1.9.15

İnsan Büyür

Öyle bir büyür ki, kendisi bile şaşırır aynada gördüğü suretine.Belki de Orhan Veli’nin, “Küçüktüm, küçücüktüm” diye başlayan Macera şiirindeki “Büyüdüm, işsiz kaldım, aç kaldım/Para kazanmak gerekti/Girdim insanların içine/İnsanları gördüm” gerçeğinin acısıdır suretine yansıyan. Böylece ilkin içinde yalınayak koşan çocuğa, kaşlar çatılarak büyüklüğe adım atılır. 
İlginçtir, kaşlar çatıldığı ve kalp yarıldığı an, zaman seline kaptırır kendini insan. Ve o anların bileşimi olan hayat, geçmeye başlar hızlıca. Bu hayatın belli dönüş noktaları vardır elbet. Öyle ki, bu dönüş noktalarında efsunlu bir şeyler olur sanki. Birkaç saat önceki kendisi olmadığını fark eder insan. Oysa değişen ne yaşıdır ne de saçlarına düşen birkaç ak. Değişen, yüreğindeki acılar ve bu acılardan öğrendikleridir. 
Yaşattıklarımız ve öğrendiklerimizin toplamından doğan kalandır bütün sermayemiz.
Dürüstlüğün, dilin ucunda olmadığını, temiz sanılan yüzlerin yalanla şekillendiğini görünce de büyür insan. Meselâ güven denilen o paha biçilmez hazineyi emanet ederken yanlış sahiplere, emaneti asıl sahibine teslim edememenin sancısıdır büyümenin diğer bir adı. Yanlış ellere teslim ettiği yüreğini, geri almak için verdiği mücadeleyle büyür bir anlamda. Kırılan kalbinin her bir parçasını yamarken gözyaşlarıyla birbirine, her yamada mazi denen o en büyük öğreticiyi hatırlamanın yanıklarıyla huzura erdirir ruhunu.
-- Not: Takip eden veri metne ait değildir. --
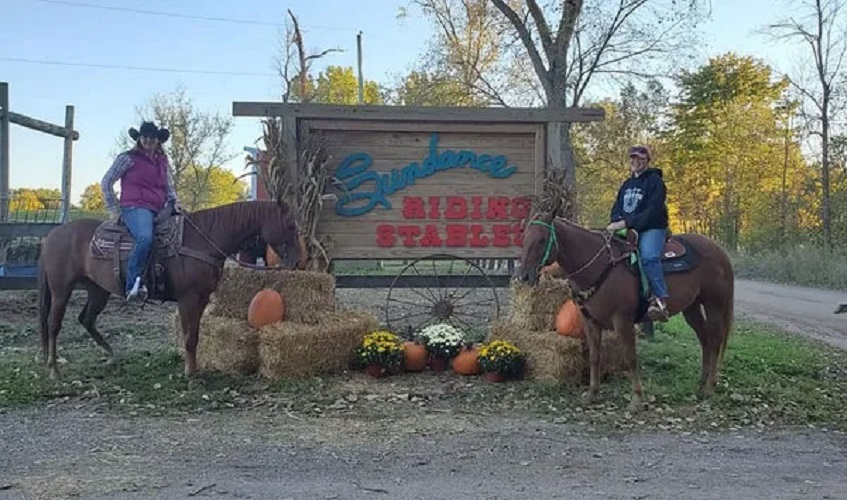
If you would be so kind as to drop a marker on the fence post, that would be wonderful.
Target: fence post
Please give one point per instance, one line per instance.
(4, 152)
(67, 160)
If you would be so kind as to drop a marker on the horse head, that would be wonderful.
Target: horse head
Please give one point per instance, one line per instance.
(279, 230)
(540, 246)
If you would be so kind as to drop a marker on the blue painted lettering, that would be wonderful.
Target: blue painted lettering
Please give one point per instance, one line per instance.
(354, 172)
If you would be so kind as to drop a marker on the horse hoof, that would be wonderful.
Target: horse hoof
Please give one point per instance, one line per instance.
(591, 398)
(635, 406)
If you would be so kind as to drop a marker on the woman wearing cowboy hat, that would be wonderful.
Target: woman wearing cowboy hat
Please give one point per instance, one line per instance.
(146, 188)
(641, 205)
Bazen okumanın ve dahi eğitimin insanı doğru ve dürüst yap(a)madığını öğrenmektir büyümek. Her “okuma”nın kişiyi büyütmediğini tecrübe ede ede “hayırlı ilim”den kastın ne olduğunu anlamanın adıdır büyümek. 
“Allah kimseyi şaşırtmasın” düsturundaki hakikati idrak edip şaşıranlarla yarenlik etmeme zaruretine ikna olmanın ve yaşanan hayatların aslında birer ibret olduğunu görmenin adıdır büyümek. 
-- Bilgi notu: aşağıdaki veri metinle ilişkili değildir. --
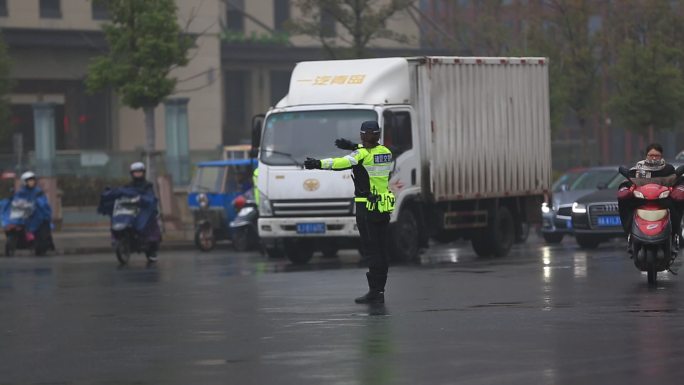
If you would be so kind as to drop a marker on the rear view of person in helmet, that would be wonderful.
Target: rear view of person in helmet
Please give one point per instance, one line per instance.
(28, 215)
(144, 222)
(140, 183)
Belki de hayatta kazanılan tecrübelerle, “yalanın” hangi sözde ve hangi ağızda olduğunu fark ettikçe büyür insan. 
Nice temiz görünen yüzlerin ardında temiz kelimelerin kirlendiğine şahitlik ettikçe, ağlamanın adıdır büyümek. 
Bağrı yanan dillerin, “kalbi taş kesilmiş gönüllere” hiçbir şey ifade etmediğini ibretle görmemenin adıdır büyümek. 
Çeşit çeşit adlar altında ortaya çıkan “büyüme”lerin bileşkesinde, insan aşkla büyür belki de. Yanlışları, yanlışlıkları ve dahi yanlış olanları fark ettikçe, aşkın büyüklüğüne veya büyüklüğün aşkına teenniyi katık etmeli insan. 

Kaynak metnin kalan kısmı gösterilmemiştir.